Jeremy Young – a specialist in emotional and social movements said, “Wishful thinking may be natural, but anticipating a good year on the heels of catastrophe is a setup for disappointment.” Well, he’s the cheery one, isn’t he?! But Nostradamus, can top that. 450 years ago, ol’ Nostra prophesied that in 2022 “a great fire will fall from the sky”- many have interpreted this to mean an asteroid shower will destroy the earth. So – considering our sorry state of current events, is my New Year’s resolution even possible, and if so, how? What does it take to not merely survive, but to thrive amidst difficult times such as these?

First of all, I believe it’s vitally important to realize things have changed – these are not the days when we can leave our homes without locking the front door, or grocery shop in the evening without being aware of our surroundings. Let’s not be naive – “bad” has been ramped up and the landscape has changed. Things are different.

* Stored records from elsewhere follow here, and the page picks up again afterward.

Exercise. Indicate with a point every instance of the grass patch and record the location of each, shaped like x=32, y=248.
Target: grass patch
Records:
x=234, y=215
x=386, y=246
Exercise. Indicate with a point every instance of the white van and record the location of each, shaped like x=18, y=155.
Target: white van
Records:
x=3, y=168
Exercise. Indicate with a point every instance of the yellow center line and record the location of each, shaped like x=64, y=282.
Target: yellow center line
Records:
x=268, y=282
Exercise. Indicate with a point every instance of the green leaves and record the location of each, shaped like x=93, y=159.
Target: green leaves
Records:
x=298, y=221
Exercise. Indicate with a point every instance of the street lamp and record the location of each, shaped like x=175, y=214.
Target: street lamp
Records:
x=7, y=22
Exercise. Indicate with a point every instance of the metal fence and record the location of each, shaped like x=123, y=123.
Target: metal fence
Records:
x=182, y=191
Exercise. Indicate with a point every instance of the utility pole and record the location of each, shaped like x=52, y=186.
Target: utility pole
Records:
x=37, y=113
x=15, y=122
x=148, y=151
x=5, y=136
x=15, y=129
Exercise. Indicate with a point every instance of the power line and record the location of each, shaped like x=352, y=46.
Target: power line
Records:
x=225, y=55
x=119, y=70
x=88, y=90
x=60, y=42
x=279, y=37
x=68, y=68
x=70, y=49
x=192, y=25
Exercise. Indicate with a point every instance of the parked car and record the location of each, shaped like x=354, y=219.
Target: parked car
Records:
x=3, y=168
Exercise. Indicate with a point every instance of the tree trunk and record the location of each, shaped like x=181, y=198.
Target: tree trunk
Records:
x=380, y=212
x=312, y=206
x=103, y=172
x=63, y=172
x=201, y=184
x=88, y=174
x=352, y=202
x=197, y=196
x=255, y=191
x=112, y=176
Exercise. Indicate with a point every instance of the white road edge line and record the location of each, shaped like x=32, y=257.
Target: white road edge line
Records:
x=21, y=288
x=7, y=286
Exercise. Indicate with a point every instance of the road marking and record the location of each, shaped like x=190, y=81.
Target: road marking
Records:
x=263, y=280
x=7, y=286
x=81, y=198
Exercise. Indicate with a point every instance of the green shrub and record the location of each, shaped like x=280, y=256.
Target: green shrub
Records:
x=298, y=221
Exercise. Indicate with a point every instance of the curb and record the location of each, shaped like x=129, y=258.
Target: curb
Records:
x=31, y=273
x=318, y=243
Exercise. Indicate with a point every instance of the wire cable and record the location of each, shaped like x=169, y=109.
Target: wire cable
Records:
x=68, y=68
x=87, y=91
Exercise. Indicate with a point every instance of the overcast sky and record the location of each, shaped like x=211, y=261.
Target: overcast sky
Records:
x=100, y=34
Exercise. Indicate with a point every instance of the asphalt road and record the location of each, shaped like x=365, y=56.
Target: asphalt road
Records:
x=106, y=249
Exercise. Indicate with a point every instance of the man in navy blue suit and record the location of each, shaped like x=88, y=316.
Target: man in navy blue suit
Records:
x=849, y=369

It reminds me of a letter a county worker sent out to folks who were moving in from the city to his rural area. Not quite grasping the differences they would encounter, these newcomers were having trouble navigating in their new environment. Thus – The Letter. The thirteen-page booklet was called “The Code of the West: The Realities of Rural Living.” Here are a few outtakes: “Animals and their manure can cause objectionable odors. What else can we say?” “If your road is gravel, it will generate dust.” “The topography of the land can tell you where the water will go in case of heavy precipitation. When property owners fill in ravines, they have found that the water that drained through that ravine now drains through their house.” The booklet was written so people would know what to expect in their new surroundings.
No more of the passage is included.